Hungarian Farmers Association, LMP Wary About Subsidy Cuts In Farm Sector

  • 6 Aug 2014 9:00 AM
Hungarian Farmers Association, LMP Wary About Subsidy Cuts In Farm Sector
The government’s planned subsidy cuts have created tensions in the farming sector, the head of the Association of Agricultural Producers (MOSZ) said. Area-based European Union subsidies are set to drop by at least 150,000 euros per farm with land exceeding 1,200 hectares, under a government decision announced in mid-July. The subsidies will be used to support animal husbandry instead, farm minister Sándor Fazekas said earlier.

Tamás Nagy, the head of MOSZ, said the subsidy cut would make life difficult mostly for farmers who worked through the tough years after the democratic transition before managing to stabilise their businesses, which are often the sole legal employers in the area, Nagy said. The green opposition LMP party said the government’s move would not fulfil its stated aim of helping small farmers.
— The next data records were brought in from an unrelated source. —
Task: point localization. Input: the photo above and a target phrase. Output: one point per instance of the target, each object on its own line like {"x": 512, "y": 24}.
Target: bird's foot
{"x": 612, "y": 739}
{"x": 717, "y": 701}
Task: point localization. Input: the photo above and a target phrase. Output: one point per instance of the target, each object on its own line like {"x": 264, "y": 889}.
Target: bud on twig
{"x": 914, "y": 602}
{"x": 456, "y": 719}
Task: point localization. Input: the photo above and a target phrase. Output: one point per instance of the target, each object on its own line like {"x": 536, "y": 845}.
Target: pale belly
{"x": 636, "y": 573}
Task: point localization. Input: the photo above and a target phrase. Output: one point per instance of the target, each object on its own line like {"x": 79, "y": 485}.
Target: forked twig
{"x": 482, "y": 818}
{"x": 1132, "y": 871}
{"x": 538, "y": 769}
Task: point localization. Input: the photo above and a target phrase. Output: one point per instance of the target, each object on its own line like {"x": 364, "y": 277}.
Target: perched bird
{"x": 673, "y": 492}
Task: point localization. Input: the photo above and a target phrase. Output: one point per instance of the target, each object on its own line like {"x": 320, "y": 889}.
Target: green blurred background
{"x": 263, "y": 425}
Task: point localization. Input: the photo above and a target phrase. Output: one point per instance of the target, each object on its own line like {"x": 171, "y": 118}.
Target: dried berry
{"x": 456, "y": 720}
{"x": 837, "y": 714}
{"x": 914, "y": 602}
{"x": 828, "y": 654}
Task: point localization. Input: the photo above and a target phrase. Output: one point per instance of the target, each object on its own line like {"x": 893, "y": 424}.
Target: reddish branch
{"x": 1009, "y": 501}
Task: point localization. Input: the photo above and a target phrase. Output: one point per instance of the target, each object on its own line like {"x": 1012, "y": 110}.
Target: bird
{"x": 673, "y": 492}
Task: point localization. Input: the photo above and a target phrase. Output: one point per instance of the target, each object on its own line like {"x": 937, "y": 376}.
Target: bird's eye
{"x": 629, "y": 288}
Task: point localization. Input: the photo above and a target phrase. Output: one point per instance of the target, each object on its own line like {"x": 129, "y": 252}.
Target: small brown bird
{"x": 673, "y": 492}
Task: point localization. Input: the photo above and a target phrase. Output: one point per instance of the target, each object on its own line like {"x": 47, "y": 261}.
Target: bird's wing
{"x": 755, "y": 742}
The subsidies are currently mainly absorbed by farms of 300-1,200 hectares, LMP lawmaker Benedek R. Sallai told a news conference on Tuesday. LMP would draw away subsidies from 300-1,200 hectare farms and give them to small farmers with just one or two hectares, Sallai said, adding that the subsidy distribution should also take into account the number of jobs a farm provides. Ruling Fidesz lawmaker Sándor Font, the head of parliament’s agriculture committee, said that large farms would stay viable even without the EU subsidy.

He said the farmers’ association had “sided with leftist organisations and tries to enforce its interests through inciting fear”. Font said that MOSZ was a representative of large estates.

It is not true that those estates are the primary providers of jobs in the provinces, on the contrary, in many places all the available land is leased to the owners of those estates, which creates a difficult situation for family farms, he insisted.

“We have done nothing else but adjusted the subsidy system to the 80-20 percent ratio of large and small farms. This will not drive large estates bankrupt. Their size guarantees their viability,” Font said.